Called a “discussion draft” of fracking regulations, the guidelines by the state Division of Oil, Gas and Geothermal Resources were much anticipated by lawmakers and the public, and their release kicks off a period of hearings among stakeholders.
DOGGR plans to hold seven different “workshops” across the state. The agency will also meet with two state lawmakers who have previously introduced fracking legislation.
The rules are a “starting point for discussion by key stakeholders – a industry, the environmental community and other regulators, as well as interested members of the public, in preparation for the more formal process, which probably will begin in early 2013,” DOGGR said.
Draft regulations include guidelines on pre-fracturing wells; providing advance 10-day notification to the state; monitoring of fracking operations; disclosure of materials used in fracturing fluid; and storage and handling of hydraulic fracturing fluids.
Under the DOGGR draft guidelines, well operators would have to disclose fracking activities and chemicals on www.fracfocus.org, although “operators are not required to post trade secrets to the Chemical Disclosure Registry.”
SEISMIC ISSUE TAKES BACK SEAT
“Noticeably absent from the draft regulations is any significant treatment of induced seismicity,” California lawyer Eric Adair said in a blog posting on his company’s website. Adair is a lawyer at Hinson Gravelle & Adair and has represented corporations, private landowners, government agencies and water supply agencies.

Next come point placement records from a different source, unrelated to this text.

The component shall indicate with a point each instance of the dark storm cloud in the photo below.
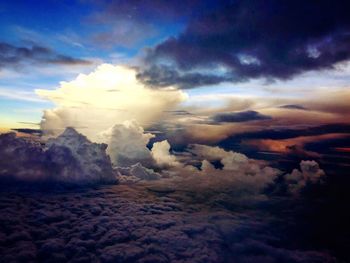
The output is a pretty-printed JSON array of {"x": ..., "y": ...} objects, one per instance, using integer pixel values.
[
  {"x": 242, "y": 116},
  {"x": 252, "y": 39},
  {"x": 288, "y": 133},
  {"x": 293, "y": 107},
  {"x": 12, "y": 56},
  {"x": 165, "y": 76}
]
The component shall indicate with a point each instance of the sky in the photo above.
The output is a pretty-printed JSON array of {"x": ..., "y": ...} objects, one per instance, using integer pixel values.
[
  {"x": 235, "y": 112},
  {"x": 200, "y": 72}
]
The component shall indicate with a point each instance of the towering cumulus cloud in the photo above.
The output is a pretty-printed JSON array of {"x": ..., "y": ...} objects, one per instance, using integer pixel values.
[
  {"x": 127, "y": 144},
  {"x": 110, "y": 95}
]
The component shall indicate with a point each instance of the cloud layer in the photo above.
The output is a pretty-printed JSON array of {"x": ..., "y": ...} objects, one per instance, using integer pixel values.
[
  {"x": 278, "y": 41},
  {"x": 110, "y": 95},
  {"x": 17, "y": 56},
  {"x": 70, "y": 158}
]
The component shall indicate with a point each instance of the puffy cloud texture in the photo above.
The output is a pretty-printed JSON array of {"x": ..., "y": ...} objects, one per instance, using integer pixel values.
[
  {"x": 110, "y": 95},
  {"x": 70, "y": 158}
]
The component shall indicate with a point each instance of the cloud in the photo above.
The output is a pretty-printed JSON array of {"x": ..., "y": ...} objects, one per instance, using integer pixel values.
[
  {"x": 242, "y": 116},
  {"x": 161, "y": 154},
  {"x": 293, "y": 107},
  {"x": 70, "y": 158},
  {"x": 309, "y": 173},
  {"x": 164, "y": 76},
  {"x": 16, "y": 56},
  {"x": 122, "y": 223},
  {"x": 127, "y": 144},
  {"x": 135, "y": 173},
  {"x": 238, "y": 178},
  {"x": 280, "y": 41},
  {"x": 97, "y": 101}
]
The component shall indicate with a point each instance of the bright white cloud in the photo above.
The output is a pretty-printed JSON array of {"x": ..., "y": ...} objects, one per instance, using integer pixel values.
[
  {"x": 161, "y": 154},
  {"x": 110, "y": 95},
  {"x": 127, "y": 144},
  {"x": 310, "y": 172}
]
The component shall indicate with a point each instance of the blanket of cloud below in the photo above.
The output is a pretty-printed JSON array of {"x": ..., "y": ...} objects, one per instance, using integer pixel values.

On its website, DOGGR said that “reports of induced seismicity associated with [fracking] are actually related to long-duration, high-volume injection of waste fluids in disposal wells. [Fracking] is a short-duration production well stimulation treatment.”
DOGGR said that “induced seismicity has not been an issue in California.”
“California has eliminated billions of barrels of water annually without any cause of alarm for seismicity,” Marshall told reporters.
Adair said separately in an interview that he thinks DOGGR “views the issue of induced seismicity as an exaggeration.”
“I think DOGGR looked it . . . and concluded it’s just not a significant issue,” Adair said.
Under the guidelines, well operators would be required to disclose the “trade name, supplier, and a brief description of the intended purpose of each additive contained in the hydraulic fracturing fluid,” as well as the “total volume of carrier fluid used during hydraulic fracturing” and “the estimated volume of hydraulic fracture fluid flowback that has been recovered.”
Operators would have to perform a series of evaluations before fracking a well, DOGGR said. Areas for evaluation would include pressure testing of cemented casing strings, tubing strings and well cementing, and operators also would have to show that no fracking fluids or hydrocarbons will seep into protected water zones.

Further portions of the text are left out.